Sample size: I used 18 participants (9 per group) because I expected a large behavioral difference (>60%) between approaches. For such substantial effect sizes, small samples can reliably detect meaningful differences.

Statistical test: The 77.8 percentage point difference between groups was validated using Fisher's exact test (p = 0.0007), meaning this result would occur by chance less than 0.07% of the time.

Validation at scale: Following implementation, I tracked abandonment rates across 374 connection attempts. The improvement (from ~45% to ~10%) held.

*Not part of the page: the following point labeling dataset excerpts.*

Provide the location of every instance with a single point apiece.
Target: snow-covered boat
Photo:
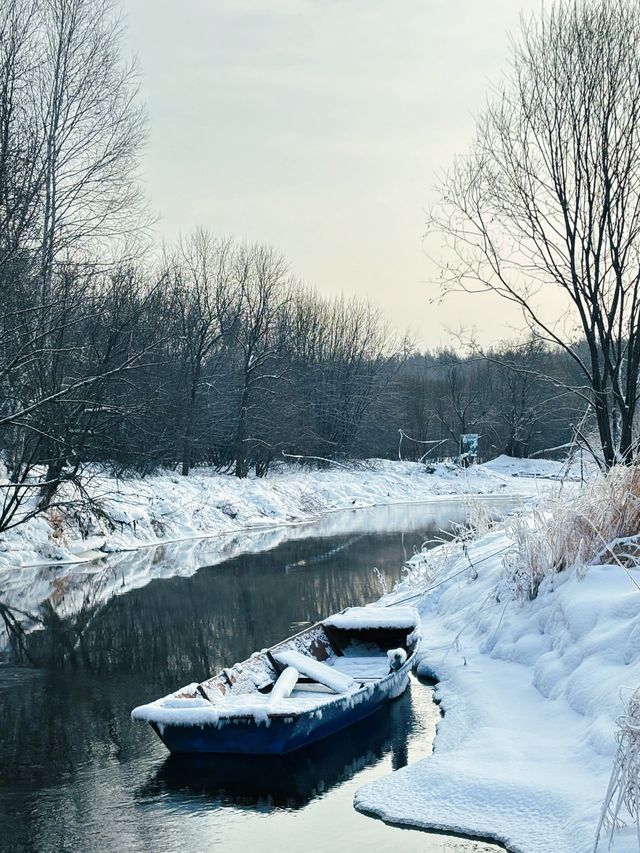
(296, 692)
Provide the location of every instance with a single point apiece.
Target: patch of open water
(77, 775)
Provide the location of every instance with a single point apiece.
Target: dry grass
(623, 793)
(600, 524)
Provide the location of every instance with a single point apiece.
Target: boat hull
(283, 734)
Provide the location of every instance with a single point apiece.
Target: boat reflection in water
(290, 781)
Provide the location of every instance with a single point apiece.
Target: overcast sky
(318, 126)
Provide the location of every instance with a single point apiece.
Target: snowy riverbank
(132, 513)
(530, 693)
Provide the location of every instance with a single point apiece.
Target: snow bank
(168, 508)
(530, 694)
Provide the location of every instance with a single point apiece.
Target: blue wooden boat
(299, 691)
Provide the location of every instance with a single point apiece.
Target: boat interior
(313, 667)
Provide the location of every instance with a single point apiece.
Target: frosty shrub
(601, 523)
(623, 792)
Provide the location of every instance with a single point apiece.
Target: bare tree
(262, 278)
(207, 299)
(549, 200)
(92, 127)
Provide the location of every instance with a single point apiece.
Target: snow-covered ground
(168, 508)
(530, 693)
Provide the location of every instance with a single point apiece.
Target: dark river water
(77, 775)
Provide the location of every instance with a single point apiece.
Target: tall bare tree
(549, 200)
(92, 127)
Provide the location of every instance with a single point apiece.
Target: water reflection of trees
(180, 629)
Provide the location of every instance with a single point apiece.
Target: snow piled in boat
(530, 693)
(361, 618)
(129, 513)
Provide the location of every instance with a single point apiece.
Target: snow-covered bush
(600, 523)
(623, 793)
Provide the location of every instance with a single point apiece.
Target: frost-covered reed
(599, 524)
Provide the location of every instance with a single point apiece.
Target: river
(77, 775)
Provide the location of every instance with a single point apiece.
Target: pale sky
(318, 126)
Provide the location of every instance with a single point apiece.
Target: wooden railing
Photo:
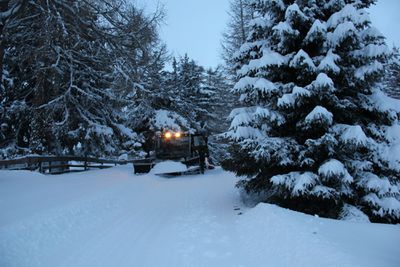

Control comparison: To rule out external factors, I tracked three unchanged flows during the same period: user registration, billing setup, and property verification. None showed significant variation.

The Framework

Before this project, the team had informal guidelines for empty states. Decisions were made ad-hoc, with no shared criteria for what each situation actually needed:

Previous Guidelines

  • Keep the tone friendly and helpful
  • Add a CTA when possible
  • Explain what the feature does

These two examples were part of a larger audit. Across 23 empty states, I found the same patterns repeating. I grouped them into six scenarios based on what was blocking the user and what they could do about it:

New Six-Scenario Framework

1 First Use
User encounters a feature for the first time
Response: Guide them to action or explain the value
2 Blocker
User can't proceed (waiting for admin approval)
Response: Explain what's blocking them and when it will resolve
3 Failure
Something broke or timed out
Response: Explain what happened and how to recover
4 No Results
Search or filter returns nothing
Response: Help them refine their search or suggest alternatives
5 User Action
User deleted or archived all their content
Response: Acknowledge their action and suggest next steps
6 Transition
System is processing (loading, syncing)
Response: Set clear timing expectations

Outcome

The immediate results were clear: property setup completion roughly doubled across 312 attempts. Connection abandonment dropped from around 45% to around 10% across 374 attempts.

Results

Six months after developing this framework, I checked in with the product team. Product designers reported using the six-scenario model for new feature development, applying it without needing to reinvent the approach each time.

This outcome demonstrated that empty states are fundamental to how users understand and progress through a product. When approached systematically, they become strategic touchpoints that guide users toward success.